Exact Numerical Calculation of the Density of States of the Fluctuating Gap Model

TL;DR

This paper introduces a highly accurate numerical method for calculating the density of states in the fluctuating gap model, revealing detailed behavior of the pseudogap regime in disordered chains.

Contribution

The authors develop a novel numerical algorithm based on solving a Riccati equation for precise density of states calculations in the fluctuating gap model.

Findings

Density of states rho(omega) can be computed with high accuracy.

Pseudogap behavior is overshadowed by a Dyson singularity below a specific energy.

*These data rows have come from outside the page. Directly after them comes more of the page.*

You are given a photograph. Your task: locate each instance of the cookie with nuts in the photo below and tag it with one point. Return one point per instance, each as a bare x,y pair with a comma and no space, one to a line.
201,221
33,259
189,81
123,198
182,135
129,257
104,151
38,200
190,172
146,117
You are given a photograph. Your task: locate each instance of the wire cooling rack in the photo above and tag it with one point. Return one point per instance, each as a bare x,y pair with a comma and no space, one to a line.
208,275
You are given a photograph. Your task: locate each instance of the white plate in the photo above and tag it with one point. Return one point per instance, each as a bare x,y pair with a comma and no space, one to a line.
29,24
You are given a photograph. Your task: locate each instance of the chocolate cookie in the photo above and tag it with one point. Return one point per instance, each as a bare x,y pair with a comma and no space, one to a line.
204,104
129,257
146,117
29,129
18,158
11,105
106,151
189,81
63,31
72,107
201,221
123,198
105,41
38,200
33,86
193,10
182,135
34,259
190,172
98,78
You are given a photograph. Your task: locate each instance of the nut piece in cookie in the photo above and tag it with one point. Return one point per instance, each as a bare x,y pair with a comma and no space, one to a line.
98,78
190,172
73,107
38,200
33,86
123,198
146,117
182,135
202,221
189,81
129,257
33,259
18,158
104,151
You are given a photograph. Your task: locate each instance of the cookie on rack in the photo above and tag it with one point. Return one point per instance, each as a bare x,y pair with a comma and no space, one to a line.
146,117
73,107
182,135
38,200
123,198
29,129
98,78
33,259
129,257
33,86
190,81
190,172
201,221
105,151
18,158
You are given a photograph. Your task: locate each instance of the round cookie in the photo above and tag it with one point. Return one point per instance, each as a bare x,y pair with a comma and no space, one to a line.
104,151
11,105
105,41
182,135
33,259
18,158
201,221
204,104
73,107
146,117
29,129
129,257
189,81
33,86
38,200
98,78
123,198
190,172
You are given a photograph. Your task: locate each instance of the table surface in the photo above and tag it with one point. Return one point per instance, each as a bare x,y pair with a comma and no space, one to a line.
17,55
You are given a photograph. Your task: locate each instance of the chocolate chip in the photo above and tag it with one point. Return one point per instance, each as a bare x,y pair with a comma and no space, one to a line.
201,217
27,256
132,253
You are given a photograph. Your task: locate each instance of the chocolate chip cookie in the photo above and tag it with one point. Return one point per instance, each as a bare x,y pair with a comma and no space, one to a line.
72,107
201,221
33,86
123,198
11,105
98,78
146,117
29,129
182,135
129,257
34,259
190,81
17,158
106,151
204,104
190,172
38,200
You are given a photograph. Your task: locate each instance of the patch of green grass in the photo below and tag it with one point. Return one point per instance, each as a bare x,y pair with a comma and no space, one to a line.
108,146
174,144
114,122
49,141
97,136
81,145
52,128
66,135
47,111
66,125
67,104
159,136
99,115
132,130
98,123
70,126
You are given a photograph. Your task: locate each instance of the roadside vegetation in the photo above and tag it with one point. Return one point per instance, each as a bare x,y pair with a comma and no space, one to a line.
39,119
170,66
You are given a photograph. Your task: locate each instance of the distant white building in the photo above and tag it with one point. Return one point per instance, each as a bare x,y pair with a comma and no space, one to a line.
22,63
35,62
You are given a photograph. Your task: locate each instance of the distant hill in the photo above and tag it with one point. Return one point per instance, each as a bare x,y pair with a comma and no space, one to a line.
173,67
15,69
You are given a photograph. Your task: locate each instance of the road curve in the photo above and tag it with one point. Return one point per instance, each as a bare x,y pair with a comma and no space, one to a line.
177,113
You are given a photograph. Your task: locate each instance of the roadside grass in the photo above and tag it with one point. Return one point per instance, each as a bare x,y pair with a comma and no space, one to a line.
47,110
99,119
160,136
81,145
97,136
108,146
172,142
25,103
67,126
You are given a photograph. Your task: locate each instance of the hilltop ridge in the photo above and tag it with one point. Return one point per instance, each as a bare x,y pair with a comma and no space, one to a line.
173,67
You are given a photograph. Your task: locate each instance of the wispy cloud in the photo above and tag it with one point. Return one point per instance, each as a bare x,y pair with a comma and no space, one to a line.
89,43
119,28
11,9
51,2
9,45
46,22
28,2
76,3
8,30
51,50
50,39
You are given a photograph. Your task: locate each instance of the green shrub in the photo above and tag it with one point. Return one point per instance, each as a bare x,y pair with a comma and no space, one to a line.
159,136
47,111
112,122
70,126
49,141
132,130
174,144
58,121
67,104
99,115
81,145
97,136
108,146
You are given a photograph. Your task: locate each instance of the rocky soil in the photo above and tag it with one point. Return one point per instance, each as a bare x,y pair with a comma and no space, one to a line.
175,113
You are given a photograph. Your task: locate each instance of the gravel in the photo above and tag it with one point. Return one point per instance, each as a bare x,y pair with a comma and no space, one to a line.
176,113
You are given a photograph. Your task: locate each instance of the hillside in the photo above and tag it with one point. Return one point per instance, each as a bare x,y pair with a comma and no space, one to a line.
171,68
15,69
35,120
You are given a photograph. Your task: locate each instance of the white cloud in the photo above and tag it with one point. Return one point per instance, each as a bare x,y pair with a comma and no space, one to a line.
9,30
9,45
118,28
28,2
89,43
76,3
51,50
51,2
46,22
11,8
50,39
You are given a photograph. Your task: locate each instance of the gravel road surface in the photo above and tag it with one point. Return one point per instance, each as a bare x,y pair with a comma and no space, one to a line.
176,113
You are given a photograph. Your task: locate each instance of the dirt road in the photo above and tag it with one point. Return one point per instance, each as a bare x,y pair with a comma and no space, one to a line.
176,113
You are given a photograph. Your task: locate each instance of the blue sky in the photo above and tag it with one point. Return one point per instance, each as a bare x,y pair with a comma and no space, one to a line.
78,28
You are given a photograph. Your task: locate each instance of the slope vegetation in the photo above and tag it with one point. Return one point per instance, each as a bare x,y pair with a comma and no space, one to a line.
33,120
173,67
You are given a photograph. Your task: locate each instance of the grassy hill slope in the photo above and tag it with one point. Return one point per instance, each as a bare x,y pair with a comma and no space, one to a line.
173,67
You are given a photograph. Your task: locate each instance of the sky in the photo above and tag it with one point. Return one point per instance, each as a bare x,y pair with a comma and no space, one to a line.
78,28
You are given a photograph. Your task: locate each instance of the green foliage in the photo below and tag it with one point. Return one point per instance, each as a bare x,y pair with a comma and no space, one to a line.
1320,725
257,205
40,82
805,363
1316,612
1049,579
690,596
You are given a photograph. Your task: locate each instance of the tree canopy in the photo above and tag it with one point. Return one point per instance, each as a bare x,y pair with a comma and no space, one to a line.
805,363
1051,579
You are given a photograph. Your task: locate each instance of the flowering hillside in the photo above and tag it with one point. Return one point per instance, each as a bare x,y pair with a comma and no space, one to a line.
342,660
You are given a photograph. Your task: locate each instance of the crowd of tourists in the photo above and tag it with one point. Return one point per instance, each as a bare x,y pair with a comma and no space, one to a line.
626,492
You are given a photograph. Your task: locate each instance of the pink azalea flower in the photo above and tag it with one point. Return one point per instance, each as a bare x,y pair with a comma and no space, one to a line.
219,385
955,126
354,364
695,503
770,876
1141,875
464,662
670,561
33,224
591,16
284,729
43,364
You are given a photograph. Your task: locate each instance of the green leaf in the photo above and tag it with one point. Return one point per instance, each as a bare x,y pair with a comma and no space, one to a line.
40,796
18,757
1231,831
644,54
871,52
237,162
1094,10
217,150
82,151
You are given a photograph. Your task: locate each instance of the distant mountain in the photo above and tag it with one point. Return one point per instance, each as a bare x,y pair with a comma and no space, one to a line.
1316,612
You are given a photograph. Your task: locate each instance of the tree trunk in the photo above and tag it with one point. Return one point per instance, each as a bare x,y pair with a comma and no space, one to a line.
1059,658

Explicit calculation of the crossover energy omega* as a function of disorder correlation length xi.

Abstract

We develop a powerful numerical algorithm for calculating the density of states rho(omega) of the fluctuating gap model, which describes the low-energy physics of disordered Peierls and spin-Peierls chains. We obtain rho(omega) with unprecedented accuracy from the solution of a simple initial value problem for a single Riccati equation. Generating Gaussian disorder with large correlation length xi by means of a simple Markov process, we present a quantitative study of the behavior of rho (omega) in the pseudogap regime. In particular, we show that in the commensurate case and in the absence of forward scattering the pseudogap is overshadowed by a Dyson singularity below a certain energy scale omega^{ast}, which we explicitly calculate as a function of xi.